Chapter Five: 1981-1985
The chapter highlights the stories of participants who were 20 to 24 years old at the time of participation and who finished high school or were actively pursuing an advanced degree. Two new concepts are introduced: cross border gateways and technology addiction. Participants in this generation were born at a time when the home computer was becoming accessible and affordable for many families on both sides of the border. Through the stories of these participants, clear cultural and economic differences come to light as well as the importance of literacy sponsors in the participants’ lives. Another important trend revealed is that exposure to and use of technology appears to enhance participants’ acceptance and willingness to learn new technologies. In this generation, electronic learning is more integrated into classrooms on both sides of the border, allowing for cross-border gateways. In addition, one participant refers to his enthusiasm for technology as an addiction, a concept not expressed in previous generations.
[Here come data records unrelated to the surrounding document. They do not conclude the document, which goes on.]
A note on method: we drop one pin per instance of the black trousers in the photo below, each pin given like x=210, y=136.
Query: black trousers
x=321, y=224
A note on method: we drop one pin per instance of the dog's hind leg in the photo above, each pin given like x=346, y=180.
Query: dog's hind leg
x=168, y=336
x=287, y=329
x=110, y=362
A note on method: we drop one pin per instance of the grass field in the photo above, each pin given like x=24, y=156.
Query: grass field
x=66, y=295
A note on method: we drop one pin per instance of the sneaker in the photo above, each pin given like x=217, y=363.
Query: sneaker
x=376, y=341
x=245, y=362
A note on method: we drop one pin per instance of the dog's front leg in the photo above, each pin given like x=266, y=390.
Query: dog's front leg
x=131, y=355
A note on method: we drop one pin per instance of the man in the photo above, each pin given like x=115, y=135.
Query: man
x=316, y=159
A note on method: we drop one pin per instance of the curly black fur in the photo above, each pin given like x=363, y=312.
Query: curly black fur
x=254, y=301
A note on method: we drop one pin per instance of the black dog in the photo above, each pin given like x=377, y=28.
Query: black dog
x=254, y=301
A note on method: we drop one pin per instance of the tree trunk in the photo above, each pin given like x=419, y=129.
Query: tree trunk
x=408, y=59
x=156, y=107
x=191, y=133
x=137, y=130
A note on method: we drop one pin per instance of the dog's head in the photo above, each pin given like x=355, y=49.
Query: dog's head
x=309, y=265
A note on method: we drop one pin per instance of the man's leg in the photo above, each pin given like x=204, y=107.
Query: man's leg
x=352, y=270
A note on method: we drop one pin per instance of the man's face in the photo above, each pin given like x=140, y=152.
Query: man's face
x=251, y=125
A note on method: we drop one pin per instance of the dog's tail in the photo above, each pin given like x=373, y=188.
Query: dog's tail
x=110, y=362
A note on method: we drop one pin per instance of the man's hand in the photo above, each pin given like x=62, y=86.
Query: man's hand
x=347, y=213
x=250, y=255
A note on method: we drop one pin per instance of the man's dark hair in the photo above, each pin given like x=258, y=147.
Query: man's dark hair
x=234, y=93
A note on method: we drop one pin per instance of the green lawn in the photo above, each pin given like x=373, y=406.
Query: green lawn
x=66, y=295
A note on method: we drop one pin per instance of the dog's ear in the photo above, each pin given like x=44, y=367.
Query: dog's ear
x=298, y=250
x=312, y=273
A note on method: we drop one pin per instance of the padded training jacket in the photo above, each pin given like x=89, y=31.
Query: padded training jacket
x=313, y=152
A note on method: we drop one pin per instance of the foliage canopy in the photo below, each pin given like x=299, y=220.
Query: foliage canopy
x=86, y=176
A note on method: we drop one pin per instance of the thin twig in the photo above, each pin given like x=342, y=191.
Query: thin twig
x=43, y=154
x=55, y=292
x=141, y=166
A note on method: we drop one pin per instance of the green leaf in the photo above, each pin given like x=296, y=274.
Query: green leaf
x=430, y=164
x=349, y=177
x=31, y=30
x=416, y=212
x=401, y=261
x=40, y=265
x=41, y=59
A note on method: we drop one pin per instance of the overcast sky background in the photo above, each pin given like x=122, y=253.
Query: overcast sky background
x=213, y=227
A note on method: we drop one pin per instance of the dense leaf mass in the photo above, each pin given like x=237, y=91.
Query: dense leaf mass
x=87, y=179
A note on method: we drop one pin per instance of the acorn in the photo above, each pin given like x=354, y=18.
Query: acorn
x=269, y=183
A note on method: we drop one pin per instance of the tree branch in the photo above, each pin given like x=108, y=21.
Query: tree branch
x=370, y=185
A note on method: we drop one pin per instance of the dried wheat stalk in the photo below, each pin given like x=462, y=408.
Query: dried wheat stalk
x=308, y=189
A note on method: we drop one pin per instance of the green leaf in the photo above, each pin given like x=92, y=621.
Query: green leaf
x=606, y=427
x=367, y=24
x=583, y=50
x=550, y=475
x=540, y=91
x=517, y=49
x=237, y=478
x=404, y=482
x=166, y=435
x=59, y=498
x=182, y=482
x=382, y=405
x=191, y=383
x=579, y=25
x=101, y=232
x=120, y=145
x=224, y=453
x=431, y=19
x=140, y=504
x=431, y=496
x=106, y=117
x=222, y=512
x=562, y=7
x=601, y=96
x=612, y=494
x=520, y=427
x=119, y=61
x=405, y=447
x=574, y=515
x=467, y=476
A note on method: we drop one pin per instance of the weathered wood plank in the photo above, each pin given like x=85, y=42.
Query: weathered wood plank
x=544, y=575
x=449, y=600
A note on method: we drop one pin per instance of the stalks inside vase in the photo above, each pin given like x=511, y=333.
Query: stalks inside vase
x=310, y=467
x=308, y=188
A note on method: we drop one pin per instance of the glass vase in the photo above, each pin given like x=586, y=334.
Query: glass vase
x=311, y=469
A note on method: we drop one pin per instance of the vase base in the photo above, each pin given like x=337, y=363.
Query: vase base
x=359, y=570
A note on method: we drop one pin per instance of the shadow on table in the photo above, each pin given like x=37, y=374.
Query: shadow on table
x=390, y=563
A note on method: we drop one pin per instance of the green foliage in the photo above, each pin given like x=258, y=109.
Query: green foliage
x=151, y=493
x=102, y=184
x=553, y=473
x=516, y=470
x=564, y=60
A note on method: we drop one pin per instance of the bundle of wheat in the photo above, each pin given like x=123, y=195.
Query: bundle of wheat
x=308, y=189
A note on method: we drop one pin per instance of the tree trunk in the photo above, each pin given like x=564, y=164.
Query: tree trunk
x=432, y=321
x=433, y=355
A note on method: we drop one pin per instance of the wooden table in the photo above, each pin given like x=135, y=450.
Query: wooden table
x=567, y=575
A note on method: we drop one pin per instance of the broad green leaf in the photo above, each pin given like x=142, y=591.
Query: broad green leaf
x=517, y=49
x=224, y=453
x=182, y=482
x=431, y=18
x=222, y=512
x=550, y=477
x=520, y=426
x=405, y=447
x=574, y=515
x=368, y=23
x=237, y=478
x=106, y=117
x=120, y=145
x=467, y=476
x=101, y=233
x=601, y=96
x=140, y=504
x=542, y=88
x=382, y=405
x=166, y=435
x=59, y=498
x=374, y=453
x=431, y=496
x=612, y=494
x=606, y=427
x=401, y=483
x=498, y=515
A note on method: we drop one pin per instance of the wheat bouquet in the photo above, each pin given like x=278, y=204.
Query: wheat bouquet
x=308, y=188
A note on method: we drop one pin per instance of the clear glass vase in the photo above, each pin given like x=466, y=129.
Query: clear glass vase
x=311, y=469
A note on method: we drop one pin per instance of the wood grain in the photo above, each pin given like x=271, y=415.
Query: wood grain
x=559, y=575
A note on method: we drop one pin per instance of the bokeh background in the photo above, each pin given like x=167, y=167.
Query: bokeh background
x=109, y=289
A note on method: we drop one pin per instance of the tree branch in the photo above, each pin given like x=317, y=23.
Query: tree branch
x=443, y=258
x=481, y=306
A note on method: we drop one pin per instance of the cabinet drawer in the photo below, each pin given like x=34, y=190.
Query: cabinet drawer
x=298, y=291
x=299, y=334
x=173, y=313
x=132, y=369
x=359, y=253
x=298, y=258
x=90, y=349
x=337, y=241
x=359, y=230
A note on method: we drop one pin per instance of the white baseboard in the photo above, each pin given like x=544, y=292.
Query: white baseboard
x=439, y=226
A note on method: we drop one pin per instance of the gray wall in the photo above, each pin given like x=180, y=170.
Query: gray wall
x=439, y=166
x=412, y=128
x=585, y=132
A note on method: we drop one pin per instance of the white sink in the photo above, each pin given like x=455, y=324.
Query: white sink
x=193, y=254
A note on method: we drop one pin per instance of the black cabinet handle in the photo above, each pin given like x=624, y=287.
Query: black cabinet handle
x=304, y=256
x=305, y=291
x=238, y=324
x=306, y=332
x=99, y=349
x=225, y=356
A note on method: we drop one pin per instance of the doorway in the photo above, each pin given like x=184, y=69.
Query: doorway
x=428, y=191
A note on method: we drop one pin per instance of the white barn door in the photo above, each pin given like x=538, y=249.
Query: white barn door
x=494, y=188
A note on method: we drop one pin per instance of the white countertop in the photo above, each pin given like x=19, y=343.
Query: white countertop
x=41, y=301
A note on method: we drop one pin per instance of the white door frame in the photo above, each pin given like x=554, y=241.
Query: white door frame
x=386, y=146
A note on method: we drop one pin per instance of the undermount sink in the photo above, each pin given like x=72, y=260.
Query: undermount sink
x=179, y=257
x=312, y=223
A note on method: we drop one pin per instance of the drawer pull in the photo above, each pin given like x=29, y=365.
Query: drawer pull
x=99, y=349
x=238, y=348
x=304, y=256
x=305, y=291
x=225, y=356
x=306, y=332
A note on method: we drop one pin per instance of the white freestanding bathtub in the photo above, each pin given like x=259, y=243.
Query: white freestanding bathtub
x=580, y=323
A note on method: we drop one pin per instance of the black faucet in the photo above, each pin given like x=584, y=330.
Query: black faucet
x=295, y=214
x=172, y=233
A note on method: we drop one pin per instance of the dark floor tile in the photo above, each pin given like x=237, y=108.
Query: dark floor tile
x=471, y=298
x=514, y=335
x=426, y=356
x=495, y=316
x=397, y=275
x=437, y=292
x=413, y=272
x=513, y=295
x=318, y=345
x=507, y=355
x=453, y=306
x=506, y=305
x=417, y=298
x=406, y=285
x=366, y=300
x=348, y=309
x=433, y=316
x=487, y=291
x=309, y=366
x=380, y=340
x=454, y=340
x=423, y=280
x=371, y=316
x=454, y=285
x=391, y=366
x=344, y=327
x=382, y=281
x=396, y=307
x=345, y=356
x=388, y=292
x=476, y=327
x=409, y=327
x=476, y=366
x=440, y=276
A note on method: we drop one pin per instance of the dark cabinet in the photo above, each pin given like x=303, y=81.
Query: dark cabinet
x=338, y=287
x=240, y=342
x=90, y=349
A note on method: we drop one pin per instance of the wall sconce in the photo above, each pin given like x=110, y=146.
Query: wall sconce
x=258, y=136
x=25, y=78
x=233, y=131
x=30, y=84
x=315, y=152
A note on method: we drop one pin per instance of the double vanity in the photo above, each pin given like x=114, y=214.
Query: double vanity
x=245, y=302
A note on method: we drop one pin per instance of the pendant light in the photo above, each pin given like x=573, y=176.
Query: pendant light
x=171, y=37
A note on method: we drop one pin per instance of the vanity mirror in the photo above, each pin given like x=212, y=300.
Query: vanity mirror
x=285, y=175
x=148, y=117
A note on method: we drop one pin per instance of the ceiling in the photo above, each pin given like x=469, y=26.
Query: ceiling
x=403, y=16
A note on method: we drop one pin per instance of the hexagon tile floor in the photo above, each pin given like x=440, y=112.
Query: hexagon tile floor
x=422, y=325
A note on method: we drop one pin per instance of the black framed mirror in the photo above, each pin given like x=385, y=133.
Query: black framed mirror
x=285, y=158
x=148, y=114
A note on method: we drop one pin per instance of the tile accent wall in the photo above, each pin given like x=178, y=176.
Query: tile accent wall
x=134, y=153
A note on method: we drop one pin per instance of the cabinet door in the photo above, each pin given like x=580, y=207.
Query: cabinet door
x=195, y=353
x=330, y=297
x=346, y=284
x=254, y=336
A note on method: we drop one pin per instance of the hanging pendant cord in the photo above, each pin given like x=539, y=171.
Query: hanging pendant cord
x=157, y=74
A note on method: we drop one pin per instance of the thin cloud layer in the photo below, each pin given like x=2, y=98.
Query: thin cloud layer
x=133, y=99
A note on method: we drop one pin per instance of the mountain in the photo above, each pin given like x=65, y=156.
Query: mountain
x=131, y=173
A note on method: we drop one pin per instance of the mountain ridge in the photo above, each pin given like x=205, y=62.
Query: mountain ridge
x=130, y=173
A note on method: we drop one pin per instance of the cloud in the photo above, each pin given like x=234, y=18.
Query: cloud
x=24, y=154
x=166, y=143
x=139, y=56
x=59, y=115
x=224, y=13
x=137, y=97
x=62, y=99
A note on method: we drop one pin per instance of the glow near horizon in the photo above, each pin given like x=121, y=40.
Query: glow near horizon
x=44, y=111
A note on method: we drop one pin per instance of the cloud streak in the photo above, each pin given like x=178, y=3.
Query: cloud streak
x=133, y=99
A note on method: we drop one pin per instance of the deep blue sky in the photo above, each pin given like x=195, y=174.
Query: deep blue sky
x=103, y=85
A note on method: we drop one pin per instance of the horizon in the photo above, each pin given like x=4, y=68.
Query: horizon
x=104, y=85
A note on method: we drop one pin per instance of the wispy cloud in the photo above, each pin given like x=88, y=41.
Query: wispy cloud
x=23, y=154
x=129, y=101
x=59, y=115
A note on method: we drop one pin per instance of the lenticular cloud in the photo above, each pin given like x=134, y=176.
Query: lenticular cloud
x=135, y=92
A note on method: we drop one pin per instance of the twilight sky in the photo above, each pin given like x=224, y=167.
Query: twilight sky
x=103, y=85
Scenters-Zapico comments on the instrumental role direct and indirect sponsors played in participants’ learning experiences. Likewise, sponsors of electronic literacies, whether they were indirect (an unexpected donor of a computer) or direct (a teacher) helped encourage and support technological literacies. The roles that shift between direct and indirect sponsorship as it relates to electronic literacy is something Scenters-Zapico has observed in this chapter, though he admits it is perhaps the least understood concept in regards to literacy sponsorship.